Be sure to protect against possible backflow on the hairbowl sinks. You'll need a hairtrap also. Most people buy the cheapest bowl and faucet they can....try not to let that happen.


----------



## SlickRick (Sep 3, 2009)

gear junkie said:


> Anything odd about the installation that differs from regular sinks? Just looked at the website. Do they have hangers or do they have bolt through to support them?


Most have hangers, some of the plastic ones need a set of legs in front for additional support.


----------



## TheMaster (Jun 12, 2009)

Some of them have brakets that mount to the wall and also the basket strainer goes through it as it attachs there also. Theres a threaded "foot" that adjusts the lip of the bowl so its level. I have found that on some,when you make the rim of the bowl level from fron to back it holds water.....so i had to re adjust the foot to get it to drain proper and not hold alittle water toward the front of the POS. So the front of the bowls are kicked upward. Most of the parts are all foreign made,like the mount on top vaccum breakers and if the hose gets caught under the top of the vaccum breaker,it will just snap off. The nounting bracket for the vaccum breaker assembly is garbage too...I had to make my own out of a piece of 1/2" copper flattened out. I drilled a hole in the flattened copper cut to the proper lenght and tapped it for the proper screw thread. I hope they supply you with better equipment that what I installed. I was just selling labor on this particular job I'm describing and boy did they pay....it took alot of time. I advised them of this as the job progressed,they agreed to never buy those again. I suggest a cabinet style hairbowl that does not hang on the wall with a Delta hairbowl faucet.


----------



## Miguel (Aug 10, 2009)

Generally RI as per a KS but I've found that keeping the stops off to one side helps prevent the spray hose from snagging them during use. I wish that I could find the pics from a salon remodel I did some years ago but here's some of an old Belvedere that I installed for a "budget" price.

Waste is 1-1/2" @ 18", water @ 20" from floor.
The flood rim is the little neck indent in the front and the mounting height depends on the chair (they have special chairs that recline in front of the sink). I mounted this one at 31" (pretty typical) but had to go back and lower the whole thing 1-1/4". Apparently it made that much of a difference to the comfort of her clients.

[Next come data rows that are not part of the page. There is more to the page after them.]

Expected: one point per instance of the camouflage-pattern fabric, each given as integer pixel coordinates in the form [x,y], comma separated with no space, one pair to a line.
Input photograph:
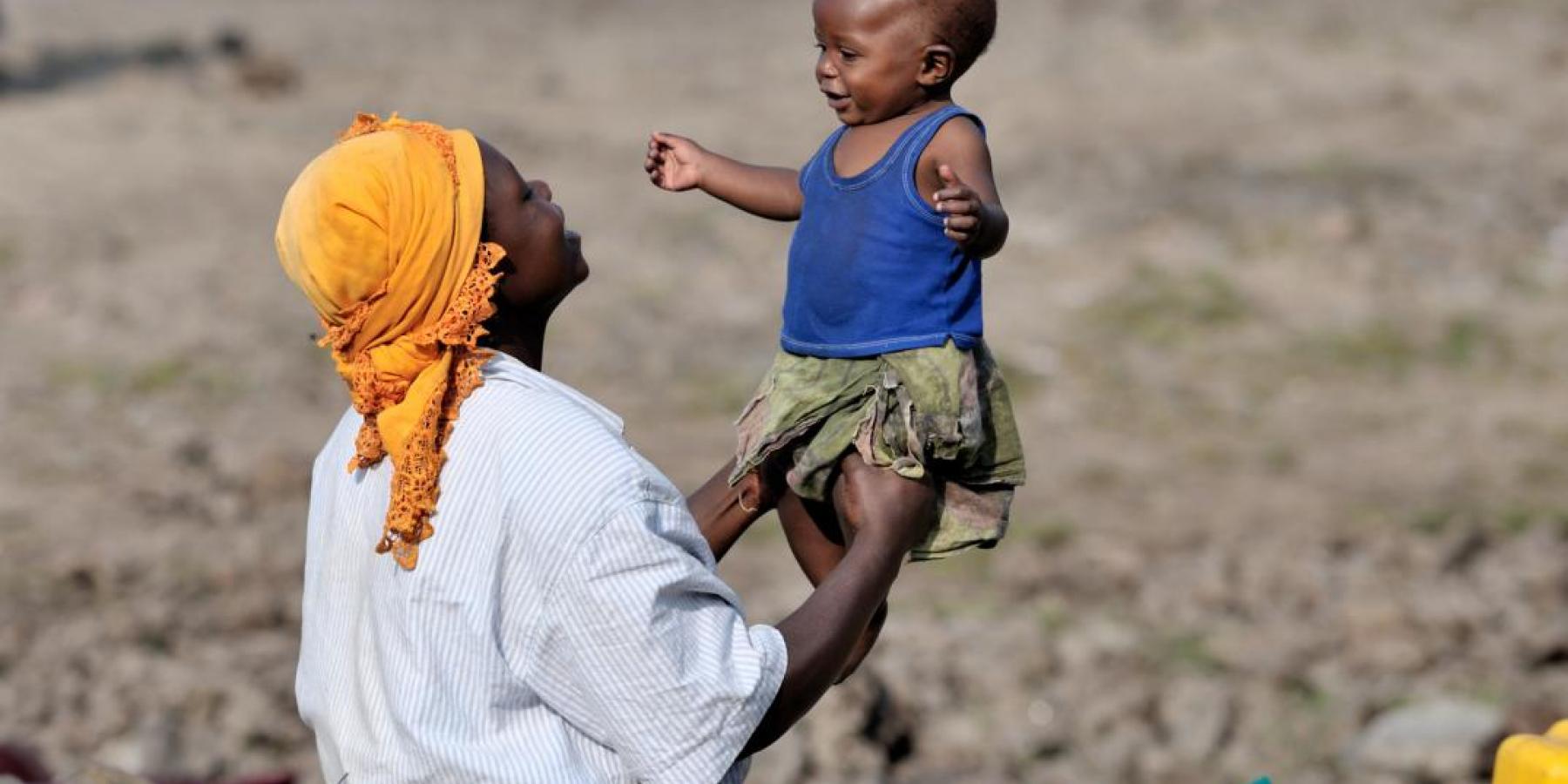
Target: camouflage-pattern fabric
[940,413]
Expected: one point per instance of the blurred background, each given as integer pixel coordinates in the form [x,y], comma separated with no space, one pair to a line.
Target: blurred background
[1281,313]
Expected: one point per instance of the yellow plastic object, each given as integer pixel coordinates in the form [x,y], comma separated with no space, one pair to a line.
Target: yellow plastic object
[1534,760]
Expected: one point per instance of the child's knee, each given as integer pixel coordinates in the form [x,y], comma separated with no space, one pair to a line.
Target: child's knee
[864,491]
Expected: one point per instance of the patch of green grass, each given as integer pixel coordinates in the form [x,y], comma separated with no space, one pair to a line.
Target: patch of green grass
[1434,521]
[1396,347]
[157,376]
[1470,337]
[1162,308]
[1380,345]
[1186,651]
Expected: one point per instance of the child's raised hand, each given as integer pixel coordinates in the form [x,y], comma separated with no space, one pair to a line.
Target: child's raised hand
[962,207]
[673,162]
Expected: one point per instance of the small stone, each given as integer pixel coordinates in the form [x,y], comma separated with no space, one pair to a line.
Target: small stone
[1440,739]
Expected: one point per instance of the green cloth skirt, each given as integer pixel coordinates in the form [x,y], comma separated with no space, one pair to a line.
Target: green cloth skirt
[938,413]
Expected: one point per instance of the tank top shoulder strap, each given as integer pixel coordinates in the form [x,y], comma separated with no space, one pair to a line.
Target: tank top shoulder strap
[822,157]
[921,133]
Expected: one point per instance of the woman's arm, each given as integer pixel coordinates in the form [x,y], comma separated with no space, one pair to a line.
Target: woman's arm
[678,164]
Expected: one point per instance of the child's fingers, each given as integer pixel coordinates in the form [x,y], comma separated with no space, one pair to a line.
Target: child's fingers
[958,206]
[960,223]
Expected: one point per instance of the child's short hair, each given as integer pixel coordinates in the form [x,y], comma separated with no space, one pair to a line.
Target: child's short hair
[966,25]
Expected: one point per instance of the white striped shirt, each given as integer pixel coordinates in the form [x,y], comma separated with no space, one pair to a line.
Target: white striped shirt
[564,625]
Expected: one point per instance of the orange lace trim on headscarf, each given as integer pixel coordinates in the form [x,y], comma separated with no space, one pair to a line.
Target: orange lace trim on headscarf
[416,477]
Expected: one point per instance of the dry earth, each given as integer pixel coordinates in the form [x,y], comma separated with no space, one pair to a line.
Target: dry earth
[1281,311]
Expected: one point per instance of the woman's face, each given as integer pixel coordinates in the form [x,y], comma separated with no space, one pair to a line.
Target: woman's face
[521,217]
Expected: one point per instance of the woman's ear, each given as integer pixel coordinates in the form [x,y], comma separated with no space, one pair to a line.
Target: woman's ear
[936,64]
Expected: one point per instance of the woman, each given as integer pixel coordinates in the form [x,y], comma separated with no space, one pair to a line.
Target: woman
[556,617]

Backflow prevention is muy importante although the sink only holds water if there's a stoppage. The VB style was my favorite until I noticed that the shampoo ppl would wrap wet towels around them because they "_splash_". :thumbdown: This particular faucet (looks like a Moen but has Belvedere stamped all over it) has a little double check built into the valve body.
In one salon I was able to dedicate a branch of piping dedicated to the hair sinks only, complete with it's own water heater so it was really easy to protect the rest of the system with a smal RPZ.


----------